A joint Electromagnetic Torsional Actuator for low-frequency chatter suppression in robotic milling

Abstract

The demand for robotic milling with higher efficiency has grown significantly across industries. However, the low-frequency chatter caused by the insufficient dynamic stiffness of the robot body structure remains a critical challenge. Existing vibration suppression devices mounted on the robot’s end effector are prone to kinematic interference, affecting the robot’s flexibility. The delays between motor command and execution limit the bandwidth of the vibration suppression method based on joint motor control. This paper introduces a joint-mounted Electromagnetic Torsional Actuator (ETA) designed to actively apply torque on robotic joints, effectively improving the dynamic stiffness of the robot body structure.

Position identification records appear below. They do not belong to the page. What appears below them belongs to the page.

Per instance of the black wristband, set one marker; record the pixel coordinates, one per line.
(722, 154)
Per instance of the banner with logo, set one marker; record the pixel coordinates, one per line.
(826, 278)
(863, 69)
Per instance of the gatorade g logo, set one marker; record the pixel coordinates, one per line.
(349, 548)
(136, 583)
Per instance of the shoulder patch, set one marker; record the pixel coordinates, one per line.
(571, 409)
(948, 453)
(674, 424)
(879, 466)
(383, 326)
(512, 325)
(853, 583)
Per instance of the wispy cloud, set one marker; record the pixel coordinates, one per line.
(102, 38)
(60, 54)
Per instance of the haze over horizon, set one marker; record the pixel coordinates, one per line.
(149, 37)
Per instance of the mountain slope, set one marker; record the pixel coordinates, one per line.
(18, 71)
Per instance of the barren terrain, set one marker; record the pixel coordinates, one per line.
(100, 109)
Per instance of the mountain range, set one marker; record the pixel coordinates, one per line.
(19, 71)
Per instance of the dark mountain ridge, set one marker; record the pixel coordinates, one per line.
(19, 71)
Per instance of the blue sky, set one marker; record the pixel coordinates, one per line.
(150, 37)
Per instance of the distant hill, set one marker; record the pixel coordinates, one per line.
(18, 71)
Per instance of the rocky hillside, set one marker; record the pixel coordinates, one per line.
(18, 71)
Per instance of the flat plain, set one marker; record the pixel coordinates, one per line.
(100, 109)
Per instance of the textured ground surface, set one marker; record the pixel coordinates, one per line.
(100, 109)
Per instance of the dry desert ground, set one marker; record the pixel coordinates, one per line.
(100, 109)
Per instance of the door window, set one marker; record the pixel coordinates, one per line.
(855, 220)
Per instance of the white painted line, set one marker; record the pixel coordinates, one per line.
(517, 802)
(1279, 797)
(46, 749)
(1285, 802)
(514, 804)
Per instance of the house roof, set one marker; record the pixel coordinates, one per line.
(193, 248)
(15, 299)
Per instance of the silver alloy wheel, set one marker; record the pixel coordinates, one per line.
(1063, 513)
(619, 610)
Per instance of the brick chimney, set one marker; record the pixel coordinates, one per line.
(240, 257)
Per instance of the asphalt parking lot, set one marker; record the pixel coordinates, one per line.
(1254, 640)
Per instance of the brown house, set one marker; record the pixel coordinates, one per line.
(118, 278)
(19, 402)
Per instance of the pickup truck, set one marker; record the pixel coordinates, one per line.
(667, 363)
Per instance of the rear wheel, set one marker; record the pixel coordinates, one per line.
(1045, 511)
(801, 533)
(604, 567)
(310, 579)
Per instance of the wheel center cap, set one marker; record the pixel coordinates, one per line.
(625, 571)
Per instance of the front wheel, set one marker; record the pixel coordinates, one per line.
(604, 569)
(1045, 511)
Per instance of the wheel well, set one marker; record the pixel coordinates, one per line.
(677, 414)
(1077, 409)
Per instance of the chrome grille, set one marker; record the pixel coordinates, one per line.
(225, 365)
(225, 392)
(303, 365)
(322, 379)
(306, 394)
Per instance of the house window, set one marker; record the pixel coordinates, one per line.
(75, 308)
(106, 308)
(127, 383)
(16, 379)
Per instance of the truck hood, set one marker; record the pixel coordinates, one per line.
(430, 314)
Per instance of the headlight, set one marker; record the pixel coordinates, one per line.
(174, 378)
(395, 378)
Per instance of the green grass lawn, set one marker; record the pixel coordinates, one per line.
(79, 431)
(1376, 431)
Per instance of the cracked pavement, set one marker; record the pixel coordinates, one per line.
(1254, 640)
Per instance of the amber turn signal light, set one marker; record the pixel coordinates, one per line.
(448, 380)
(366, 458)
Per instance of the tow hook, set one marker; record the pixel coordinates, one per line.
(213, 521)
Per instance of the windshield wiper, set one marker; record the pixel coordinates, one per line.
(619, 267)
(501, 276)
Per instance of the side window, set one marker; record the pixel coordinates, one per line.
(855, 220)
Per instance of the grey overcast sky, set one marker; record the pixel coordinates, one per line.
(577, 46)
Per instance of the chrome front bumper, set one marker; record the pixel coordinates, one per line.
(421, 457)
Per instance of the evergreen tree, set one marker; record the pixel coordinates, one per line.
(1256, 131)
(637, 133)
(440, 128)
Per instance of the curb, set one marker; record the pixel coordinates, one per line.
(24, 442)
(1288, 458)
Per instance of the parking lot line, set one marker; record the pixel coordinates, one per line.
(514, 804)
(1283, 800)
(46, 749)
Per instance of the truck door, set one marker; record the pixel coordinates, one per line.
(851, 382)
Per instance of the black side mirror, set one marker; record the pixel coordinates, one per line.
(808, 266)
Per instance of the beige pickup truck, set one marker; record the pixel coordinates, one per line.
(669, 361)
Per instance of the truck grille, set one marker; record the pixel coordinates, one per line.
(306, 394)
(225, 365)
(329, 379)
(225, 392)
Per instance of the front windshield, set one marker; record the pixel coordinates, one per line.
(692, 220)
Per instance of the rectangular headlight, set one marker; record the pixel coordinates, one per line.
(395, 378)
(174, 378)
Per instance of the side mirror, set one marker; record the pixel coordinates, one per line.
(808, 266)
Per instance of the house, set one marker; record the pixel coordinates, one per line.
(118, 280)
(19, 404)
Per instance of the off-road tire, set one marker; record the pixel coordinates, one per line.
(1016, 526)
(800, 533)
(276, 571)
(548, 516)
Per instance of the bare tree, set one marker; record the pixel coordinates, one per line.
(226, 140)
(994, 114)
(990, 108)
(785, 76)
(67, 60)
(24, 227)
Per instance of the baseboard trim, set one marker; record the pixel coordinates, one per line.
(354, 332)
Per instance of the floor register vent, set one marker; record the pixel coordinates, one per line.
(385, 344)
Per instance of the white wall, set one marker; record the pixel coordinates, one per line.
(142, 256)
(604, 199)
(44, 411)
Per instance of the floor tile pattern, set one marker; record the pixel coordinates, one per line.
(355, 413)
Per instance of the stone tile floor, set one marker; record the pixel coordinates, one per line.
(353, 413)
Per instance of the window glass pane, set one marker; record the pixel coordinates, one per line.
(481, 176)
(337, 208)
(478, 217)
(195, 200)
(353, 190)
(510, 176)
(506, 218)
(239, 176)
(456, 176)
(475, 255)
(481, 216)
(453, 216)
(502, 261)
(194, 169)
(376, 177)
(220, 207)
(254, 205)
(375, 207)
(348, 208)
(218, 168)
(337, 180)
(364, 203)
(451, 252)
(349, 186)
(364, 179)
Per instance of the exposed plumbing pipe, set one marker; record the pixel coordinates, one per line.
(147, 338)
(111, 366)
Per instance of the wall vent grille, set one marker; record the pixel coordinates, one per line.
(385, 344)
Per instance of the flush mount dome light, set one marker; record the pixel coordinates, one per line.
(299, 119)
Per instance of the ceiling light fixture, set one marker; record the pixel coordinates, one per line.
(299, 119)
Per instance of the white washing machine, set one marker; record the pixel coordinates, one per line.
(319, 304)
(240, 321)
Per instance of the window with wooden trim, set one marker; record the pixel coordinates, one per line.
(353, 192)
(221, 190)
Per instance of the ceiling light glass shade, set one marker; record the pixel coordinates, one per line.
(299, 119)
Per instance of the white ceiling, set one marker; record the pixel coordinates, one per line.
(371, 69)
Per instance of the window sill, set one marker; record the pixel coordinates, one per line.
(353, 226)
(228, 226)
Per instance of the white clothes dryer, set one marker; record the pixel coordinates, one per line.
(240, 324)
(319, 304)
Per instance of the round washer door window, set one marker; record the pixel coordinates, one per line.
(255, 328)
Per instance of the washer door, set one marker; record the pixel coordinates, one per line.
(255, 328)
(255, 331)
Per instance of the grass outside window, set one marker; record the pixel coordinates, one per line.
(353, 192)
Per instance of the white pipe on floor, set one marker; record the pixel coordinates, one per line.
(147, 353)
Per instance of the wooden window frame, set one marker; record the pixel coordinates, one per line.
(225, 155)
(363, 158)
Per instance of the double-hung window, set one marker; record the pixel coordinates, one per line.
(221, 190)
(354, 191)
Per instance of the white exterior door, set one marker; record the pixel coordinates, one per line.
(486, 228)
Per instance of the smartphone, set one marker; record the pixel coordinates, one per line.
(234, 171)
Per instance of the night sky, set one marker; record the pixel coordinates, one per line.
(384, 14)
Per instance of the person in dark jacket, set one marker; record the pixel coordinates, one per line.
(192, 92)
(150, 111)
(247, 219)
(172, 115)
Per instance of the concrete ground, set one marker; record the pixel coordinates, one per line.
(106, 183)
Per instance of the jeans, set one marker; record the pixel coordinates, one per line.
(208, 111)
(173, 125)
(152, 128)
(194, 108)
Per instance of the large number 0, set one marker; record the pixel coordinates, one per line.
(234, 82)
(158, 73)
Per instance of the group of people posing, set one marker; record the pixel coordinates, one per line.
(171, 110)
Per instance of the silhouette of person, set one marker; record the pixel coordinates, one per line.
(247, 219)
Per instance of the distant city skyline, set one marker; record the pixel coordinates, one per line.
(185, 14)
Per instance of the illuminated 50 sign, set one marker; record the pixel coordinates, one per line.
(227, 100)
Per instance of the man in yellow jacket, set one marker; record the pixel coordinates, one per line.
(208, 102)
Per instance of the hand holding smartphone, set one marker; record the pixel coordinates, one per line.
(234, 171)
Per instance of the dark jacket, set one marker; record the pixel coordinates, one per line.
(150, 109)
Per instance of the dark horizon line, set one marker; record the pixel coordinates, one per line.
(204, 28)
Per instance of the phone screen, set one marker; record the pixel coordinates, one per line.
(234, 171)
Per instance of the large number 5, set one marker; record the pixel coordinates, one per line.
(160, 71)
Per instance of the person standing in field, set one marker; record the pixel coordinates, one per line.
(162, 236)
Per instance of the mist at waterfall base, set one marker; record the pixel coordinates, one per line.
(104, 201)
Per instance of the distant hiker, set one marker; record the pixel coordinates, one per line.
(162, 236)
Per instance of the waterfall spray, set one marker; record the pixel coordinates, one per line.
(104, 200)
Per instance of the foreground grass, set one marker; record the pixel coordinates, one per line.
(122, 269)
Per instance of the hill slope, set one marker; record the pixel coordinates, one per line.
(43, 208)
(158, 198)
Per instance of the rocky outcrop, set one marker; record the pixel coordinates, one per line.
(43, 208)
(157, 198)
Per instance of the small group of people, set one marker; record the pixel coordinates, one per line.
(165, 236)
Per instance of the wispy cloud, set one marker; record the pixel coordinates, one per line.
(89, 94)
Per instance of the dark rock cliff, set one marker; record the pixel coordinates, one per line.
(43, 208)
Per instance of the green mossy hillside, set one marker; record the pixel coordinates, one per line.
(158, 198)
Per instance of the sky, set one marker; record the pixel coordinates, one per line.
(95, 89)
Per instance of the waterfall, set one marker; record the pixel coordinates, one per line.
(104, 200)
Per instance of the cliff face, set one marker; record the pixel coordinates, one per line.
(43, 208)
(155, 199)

First, the performance requirements that the ETA should meet were analyzed, followed by the design of the ETA’s structure based on these demands. Next, an input current-to-output torque mapping model was established using alternating current winding theory and the principle of virtual work. Output torque performance tests were subsequently conducted, demonstrating that the actuator’s bandwidth approaches 100Hz along with the desired torque amplitude. Finally, three ETAs were installed on the joints of an ESTUN ER70B robot, and a proportional controller was designed for verification through modal hammer tests. Results demonstrate that the joint-mounted ETA enhances the dynamic stiffness of the robot body structure, achieving an average reduction of 40% in modal dynamic compliance across various directions, with reductions ranging from 22% to 61%, showing significant potential for suppressing low-frequency chatter and improving robotic milling efficiency.